A devotee of spiritual literature and Beat poets, Bittner imagined himself one day being a professional writer and living in wild nature — somewhere among rivers, mountains, and trees. Yet now he found himself stuck without money in a starkly urban environment, and without any motivation to improve his financial situation by the conventional means.
One day, while reading an interview with Gary Snyder in the collection
The Real Work,
Bittner came upon the following passage:
The city is just as natural as the country, let's not forget it. There's nothing in the universe that's not natural by
definition. One of the poems I like best in
Turtle Island
is “Night Herons,” which is about the naturalness of San Francisco.
2
Mark Bittner with a wild conure friend.
Bittner writes: “There was an implication for me that I caught immediately: If I were really sincere about knowing nature, I'd start right where I was living.” So he began observing birds.
One day in 1990, by chance he saw four wild parrots; in the following weeks, more appeared. He was intrigued by them. Where had they come from? He had been paying attention to the pigeons, sparrows, and seagulls around the rambling gardens near his cottage, but was unable to summon up much real interest in them. The parrots were different.
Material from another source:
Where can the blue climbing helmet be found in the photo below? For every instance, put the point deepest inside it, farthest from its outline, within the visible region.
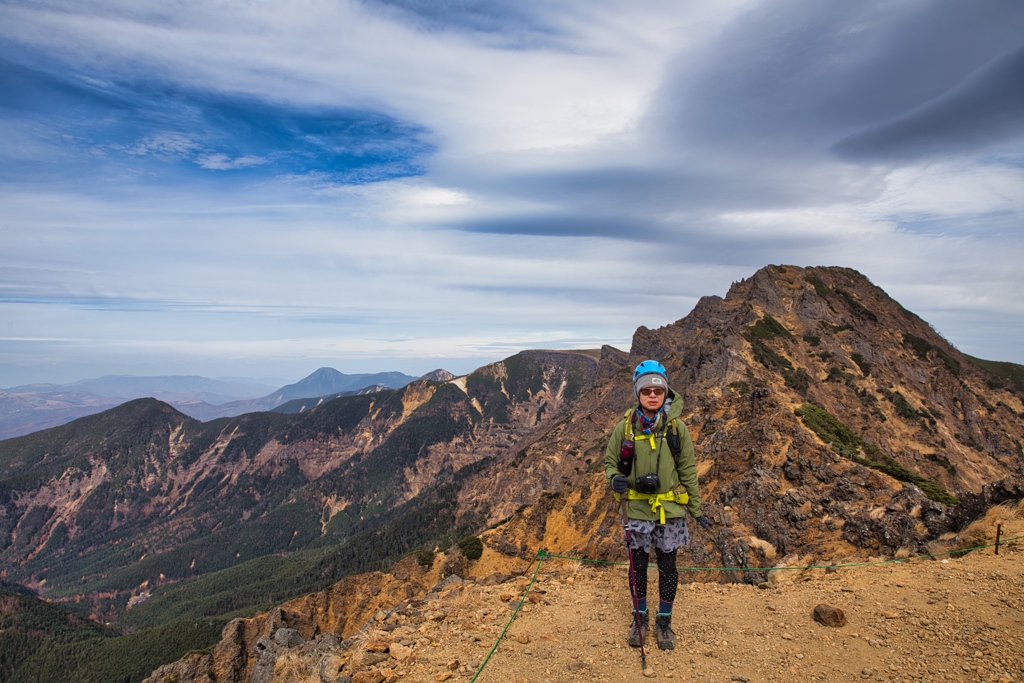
(649, 368)
(649, 373)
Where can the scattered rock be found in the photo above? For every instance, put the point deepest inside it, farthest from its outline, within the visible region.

They were obviously non-native, and were “always good for a laugh.”
They would fly into the garden with their nutty urgency, a united, harmonious group. Then, the instant they landed, fights would break out. Sometimes while fighting they'd get tangled up in each other's feet and fall from the lines, struggling to disengage before both birds crashed to the
ground. They were affectionate with one another, too. Pairs had long preening sessions, at the end of which they'd puff up their feathers and sit cheek to cheek.
Bittner's book is essentially a diary of his interactions with the birds during the following years; Irving's film, though necessarily containing far less detail, conveys the visual and auditory impact of parrots playing, fighting, flying, and interacting with their adopted human friend.
And friendship is a good term for what develops. Bittner is keenly aware that most North Americans experience parrots only as caged birds, but he gains a deep respect for this flock's freedom. Bittner himself has, after all, eluded the domesticating process entailed in getting a regular job and working for a living. He himself has experienced just enough freedom to understand why the parrots relish their wildness and vigorously repel any attempt to cage or tame them.
Yet both Bittner and the flock exist in a state of paradox: they are wild animals — in Bittner's case, only metaphorically so — within a largely domesticated environment. They are non-natives who are doing their best to make their way in an ecosystem for which they have not evolved. They gratefully accept whatever sustenance they get via the kindness of strangers, but only on their own terms: they insist on maintaining control of their own existence.
The parrots, mostly cherry-headed conures (also known as red-masked parakeets), have come from South America. There, presumably, they had been trapped in the wild. A few may briefly have been kept as pets before escaping (or being deliberately turned loose by their frustrated “owners”); the rest were born and fledged in the wild — not in their native habitat, but in the gardens and parks of San Francisco.
Bittner finds himself committed to a strange vocation. He is an uncredentialed ethologist and amateur ornithologist. And his commitment is considerable: he spends hours each day with the parrots, feeding and observing them. He takes copious notes; he saves up money for film so that he can photograph them; and he occasionally
resorts to soliciting donations from the neighborhood when a parrot falls ill and needs a veterinarian's attention. The parrots become his closest comrades.